Data deletion syntax questions

InteractiveAdvertisingBureau / Data-Subject-Rights

IAB Tech Lab Data Deletion Request Framework specification

1 stars 0 forks source link

Data deletion syntax questions #4

Open bretg opened 2 months ago

bretg commented 2 months ago

Reviewing the doc for Prebid Server implementation, several questions came up.

1) Can deletion requests contain more than one ID at once, or must there be multiple requests? The text seems to indicate there can be more than one, but the actual protocol doesn't define arrays.

Specifically, doc says "1st Party determines what identifiers are subject to the request." but then the sub field is defined as a string rather than array of strings.

It would be quite nice if multiple IDs could be in the same request rather than having to process many separate requests since they're going to overlap significantly.

2) The sub field is listed as being a string, but is shown in the examples as an object.

Screenshot 2024-06-26 at 11 51 03 AM

yet

    "sub": {
        "identifierValue": "28f6dc889e...fe167",
        "identifierType": "email",
        "identifierFormat": "sha256"
    },

3) How do data deletion requests map to ExtendedIDs? The document example indicates the sub field "contains the identifier type". e.g. "email" in the example.

Is it intended that the identifierType match the value in user.eids.source? e.g. pubcid.org, id5-sync.com, etc. Prebid has a list of many EID sources. Entities will need to know where to look for the identifierValue and there are often many EIDs in a single request.

thanks

bretg commented 1 month ago

@jaredmoscow -- what forum should questions like this be surfaced?

jaredmoscow commented 1 month ago

Hi @bretg,

Each deletion request needs to be an atomic unit with a single identifier in the body.
Good question here about the sub claim. In the JWT spec I believe the sub claim is formatted as a string. With the multiple items here, this might just require the current object to be relabeled or have it separated into three claims.
The specification does not define how participants map a shared identifier to other identifiers in their own system. Each pair of participants in a request will communicate a supported ID (based off the dsrdelete.json information) to propagate a request. Obligations to a request are determined by the recipient. The format, type, and value information should be included in the dsrdelete.json so that downstream participants know what to work off of when receiving a single request.

simontrasler commented 1 month ago

A couple of comments:

Point 3 relates to a shared ID. The question is about the definition of identifierType for an EID, and should it be the eids.source (typically a domain name) or something else? Or is there an expectation that publishers need only define and support deletion of their first-party IDs?
Regarding point 1, why does each deletion request need to specify only a single ID? This could be quite inefficient and makes it difficult for the caller to track success, or even (from a mobile browser) to send the requests successfully in the first place -- I'm assuming we're not requiring the end user to ask for each ID to be deleted one at a time, in which case there is a single transaction to delete the user's N IDs.
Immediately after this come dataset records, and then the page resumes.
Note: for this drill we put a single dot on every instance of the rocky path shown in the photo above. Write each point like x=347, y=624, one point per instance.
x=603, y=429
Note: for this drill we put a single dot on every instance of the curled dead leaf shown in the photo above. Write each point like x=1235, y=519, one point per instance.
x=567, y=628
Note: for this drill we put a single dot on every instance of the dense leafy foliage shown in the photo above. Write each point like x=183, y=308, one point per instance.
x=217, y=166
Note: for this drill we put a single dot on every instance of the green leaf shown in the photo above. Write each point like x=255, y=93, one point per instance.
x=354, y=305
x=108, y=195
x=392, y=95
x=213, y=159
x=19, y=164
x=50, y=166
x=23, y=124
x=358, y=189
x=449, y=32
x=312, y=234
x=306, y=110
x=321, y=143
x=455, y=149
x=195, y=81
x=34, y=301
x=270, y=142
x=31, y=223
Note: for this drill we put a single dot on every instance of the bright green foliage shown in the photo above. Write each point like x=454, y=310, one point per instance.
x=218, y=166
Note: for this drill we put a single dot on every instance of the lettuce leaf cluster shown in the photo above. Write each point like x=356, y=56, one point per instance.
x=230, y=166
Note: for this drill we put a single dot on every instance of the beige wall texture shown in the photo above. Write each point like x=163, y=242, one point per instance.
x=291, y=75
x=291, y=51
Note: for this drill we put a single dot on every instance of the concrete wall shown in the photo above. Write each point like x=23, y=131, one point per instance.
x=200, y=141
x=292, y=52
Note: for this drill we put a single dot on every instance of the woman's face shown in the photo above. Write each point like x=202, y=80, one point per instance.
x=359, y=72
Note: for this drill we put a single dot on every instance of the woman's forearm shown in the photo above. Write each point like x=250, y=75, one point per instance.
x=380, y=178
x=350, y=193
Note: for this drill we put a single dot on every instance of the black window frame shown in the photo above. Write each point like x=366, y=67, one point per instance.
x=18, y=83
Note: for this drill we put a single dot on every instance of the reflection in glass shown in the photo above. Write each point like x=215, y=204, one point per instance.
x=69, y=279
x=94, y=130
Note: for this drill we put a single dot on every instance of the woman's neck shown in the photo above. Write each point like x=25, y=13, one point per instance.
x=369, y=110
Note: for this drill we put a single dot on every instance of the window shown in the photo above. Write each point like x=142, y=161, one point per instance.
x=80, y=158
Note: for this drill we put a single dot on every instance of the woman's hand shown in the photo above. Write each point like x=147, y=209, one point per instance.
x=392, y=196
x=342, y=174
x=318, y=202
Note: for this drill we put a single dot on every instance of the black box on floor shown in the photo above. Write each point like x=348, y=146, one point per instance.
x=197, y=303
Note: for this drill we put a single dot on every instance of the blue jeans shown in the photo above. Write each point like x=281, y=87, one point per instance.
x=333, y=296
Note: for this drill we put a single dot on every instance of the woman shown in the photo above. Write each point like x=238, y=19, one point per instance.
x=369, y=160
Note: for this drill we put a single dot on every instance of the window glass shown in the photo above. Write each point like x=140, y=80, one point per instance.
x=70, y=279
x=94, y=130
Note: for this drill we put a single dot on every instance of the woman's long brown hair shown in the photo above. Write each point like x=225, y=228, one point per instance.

It would be helpful to support an array of IDs to be deleted -- this will give the caller the choice of how many to bundle together, when it has the reasonable expectation the recipient will need to delete them all.

bmayd commented 3 weeks ago

Adding to what Jared posted above:

Each deletion request needs to be an atomic unit with a single identifier in the body.

We originally included support for multiple identifiers in the early versions of the spec, but realized doing so would cause problems in cases where intermediaries needed to communicate subsets of IDs they'd received to different partners. The model depends upon the idJWT being signed by the 1st-party and if it contained multiple IDs, intermediaries would not be able to forward it to a partner with whom it shared only a subset of the IDs due to the risk of participants learning about other IDs a user is known by. Limiting the request transactions to a single ID also simplifies communication of outcomes and issues: if multiple IDs were allowed, responses would have to specify which identifiers were accepted and which failed; with a single identifier successes and failures occur at the transactions level rather than a sub-transaction, identifier level.

Good question here about the sub claim. In the JWT spec I believe the sub claim is formatted as a string. With the multiple items here, this might just require the current object to be relabeled or have it separated into three claims.

Per this a sub claim is any JSON value: "In a JWT, a claim appears as a name/value pair where the name is always a string and the value can be any JSON value."

The specification does not define how participants map a shared identifier to other identifiers in their own system. Each pair of participants in a request will communicate a supported ID (based off the dsrdelete.json information) to propagate a request.

Partnering participants could agree to use the Prebid list of EID sources as basis for defining the identifier type. We didn't define a the allowed types because they aren't standardized and are often unique to partnerships.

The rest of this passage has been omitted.